I am really hoping I can get it to ease, after 15 minutes of walking it flares up too. I have a 15.1 Walk on the 16th May (we shall forget that I could potentially have Radio that week or leading up to it). Doing the Walk the Walk (Moon Walk), raising money for Breast Cancer I thought it would be a good thing after all my active treatment and something to work towards not realising when I booked on that I would have alot more, whoopsi lol
Will likely be quite an emotional evening, I have a team of 35 of us, my amazing family and friends and all wearing bras, you will love the badges I have got for everyone to wear.
Definitely recommend getting some super cushioned shoes then - I was on my feet all day yesterday and they coped a lot better than I expected! Haven’t even been too bad today either.
The other thing is mine have been slowly improving over the weeks so you’ve got a good amount of time yet for them to get a bit better before your walk!
My milestone is tomorrow, 11th April. I went on holiday the day after with my 2 friends for 1 week to Norway and didn’t tell either of them. Seems an absolute life time ago. But then also filled with agonising weeks of waiting for all the rounds of tests.

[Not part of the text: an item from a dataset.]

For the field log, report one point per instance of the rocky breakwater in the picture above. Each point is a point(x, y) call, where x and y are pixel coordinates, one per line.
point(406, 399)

Chemo wasn’t part of my initial treatment plan, just kept being told it’s just rotten luck!
I requested to know more information about the decision made regarding my treatment plan last year, in October, and I’ve just heard back!! I wanted to know why I wasn’t given an MRI in April last year… Been fobbed off with vague sentences in an email that was sent to my BC consultant. So might have to go through PALS to get some more info, I just want to make sure that I’m being monitored for reoccurrence. None of my lumps showed up on the mammogram due to extremely dense breast tissue.
Also thinking a lot about the last year at the moment and totally understand how you feel! We have been through so much. I was also not originally expecting chemo.
But we are all still here relentlessly putting one foot in front of the other
Frustrating. You can also request access to your records. It can take a while, but you may find out more information from that possibly?
I’m also really worried about getting a missed recurrence as I too was told I had very dense breasts. I was subsequently sent for an MRI after initial diagnosis because of that, but now I’m thinking ‘well what good is an annual mammogram going to be for me going forward for monitoring now’ ?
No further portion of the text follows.